New Five-Year Grant Backs Powerful Approach to Science Learning in Rural Schools
August 12, 2013
For Immediate Release
The Montshire Museum’s School Partnership Initiative, which strengthens the study of science in rural K-8 schools in Vermont and New Hampshire, has received a five-year grant from a local high-tech company.
Hypertherm, a New Hampshire–based manufacturer of advanced cutting systems, recently announced a five-year commitment to fund a portion of the Montshire Museum of Science’s School Partnership Initiative.
“We are thrilled to be supporters of the Montshire Museum’s School Partnership Initiative,” said Barbara Couch, Vice President of Corporate Social Responsibility at Hypertherm and President of the Hypertherm HOPE Foundation. “This program has been proven to lead the way both in building competence for teaching science and igniting a passion for science among students. This opportunity aligns perfectly with Hypertherm’s interest in supporting STEM projects.”
The initiative, run by the Montshire Museum of Science in Norwich, Vermont, works with teachers and school districts to improve science education in rural schools. “Many of the rural school districts found in Northern New England are too small to support the infrastructure needed for outstanding science programs. They simply don’t have the resources to hire professional staff dedicated to developing and coordinating a high-quality science curriculum,” said Greg DeFrancis, director of education at the Montshire Museum. Additional funders, including the Donley Foundation, the Kettering Family Foundation, and the US Army Corps of Engineers’ Cold Regions Research and Engineering Laboratory help support the initiative for the upcoming school year making possible a variety of activities and services in the classroom and at the Museum.
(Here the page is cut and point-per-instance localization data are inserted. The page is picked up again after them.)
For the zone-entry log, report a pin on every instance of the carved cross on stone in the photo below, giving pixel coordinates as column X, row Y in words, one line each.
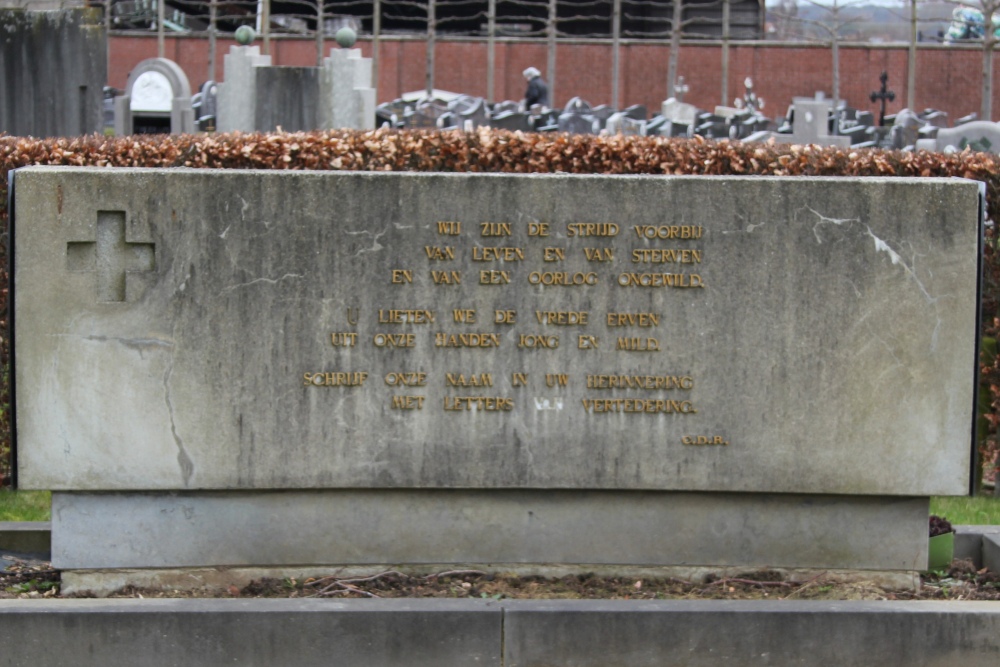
column 680, row 89
column 110, row 256
column 883, row 94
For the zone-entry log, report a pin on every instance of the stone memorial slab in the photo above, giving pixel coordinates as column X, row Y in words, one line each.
column 224, row 330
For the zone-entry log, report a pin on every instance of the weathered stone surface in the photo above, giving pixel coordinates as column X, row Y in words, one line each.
column 501, row 528
column 824, row 332
column 53, row 67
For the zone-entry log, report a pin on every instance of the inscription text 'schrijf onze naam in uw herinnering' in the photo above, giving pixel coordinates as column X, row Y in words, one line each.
column 534, row 263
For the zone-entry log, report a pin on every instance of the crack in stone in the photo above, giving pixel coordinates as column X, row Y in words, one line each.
column 185, row 462
column 138, row 344
column 376, row 246
column 269, row 281
column 881, row 246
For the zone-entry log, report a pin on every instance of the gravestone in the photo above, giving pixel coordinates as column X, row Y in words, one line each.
column 157, row 100
column 295, row 370
column 680, row 117
column 511, row 120
column 259, row 97
column 578, row 118
column 981, row 136
column 620, row 123
column 811, row 124
column 347, row 94
column 205, row 104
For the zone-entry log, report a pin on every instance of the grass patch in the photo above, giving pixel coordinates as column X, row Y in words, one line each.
column 25, row 505
column 979, row 510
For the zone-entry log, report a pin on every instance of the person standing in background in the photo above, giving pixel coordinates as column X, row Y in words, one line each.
column 537, row 92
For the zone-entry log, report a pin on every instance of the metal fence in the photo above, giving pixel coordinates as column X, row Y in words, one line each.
column 553, row 21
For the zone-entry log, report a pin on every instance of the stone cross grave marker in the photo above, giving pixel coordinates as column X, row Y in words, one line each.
column 591, row 371
column 110, row 256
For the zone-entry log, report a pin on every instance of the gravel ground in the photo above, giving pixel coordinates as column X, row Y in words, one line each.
column 27, row 579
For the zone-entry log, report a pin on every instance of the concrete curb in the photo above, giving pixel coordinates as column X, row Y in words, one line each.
column 522, row 633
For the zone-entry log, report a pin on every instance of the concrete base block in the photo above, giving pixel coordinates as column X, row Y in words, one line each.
column 530, row 633
column 26, row 537
column 969, row 543
column 407, row 527
column 710, row 633
column 305, row 633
Why Focus on Youth Science Education?
Science education is critically important to the region and the nation. The STEM fields (science, technology, engineering, and math) have a major impact on the economy, the environment, health, international competitiveness, and technological innovation. But according to multiple assessments, such as the Program for International Student Assessment, the United States is no longer the leader in science education.
Through a longitudinal study of more than 3,300 young people, Dr. Robert Tai, a researcher at the University of Virginia, found that an interest in science, inspired before the age of 13, is more important than test scores in predicting a future career in science. Experts agree that a hands-on, inquiry-based approach can have a lasting impact on students’ attitudes and enthusiasm toward science and learning.
Rural School Districts Present Unique Challenges in Science Teaching
Northern New England’s small, rural school districts face ongoing challenges. Many districts don’t have the resources to hire staff dedicated to coordinating a high-quality science curriculum. Underfunded school systems are less able to invest in curriculum materials and teacher development.
Montshire’s School Partnership Initiative
The Montshire Museum developed its School Partnership Initiative (SPI) to support science education in the region’s rural K-8 schools, and to improve the learning experiences of individual students. The initiative brings together the Museum’s expertise in inquiry-based science learning and the schools’ sustained relationship with students and their families. Montshire provides its partner schools with a series of carefully crafted services and programs that will strengthen the entire school’s infrastructure and capacity to offer a high-quality science program to children in their critical early years.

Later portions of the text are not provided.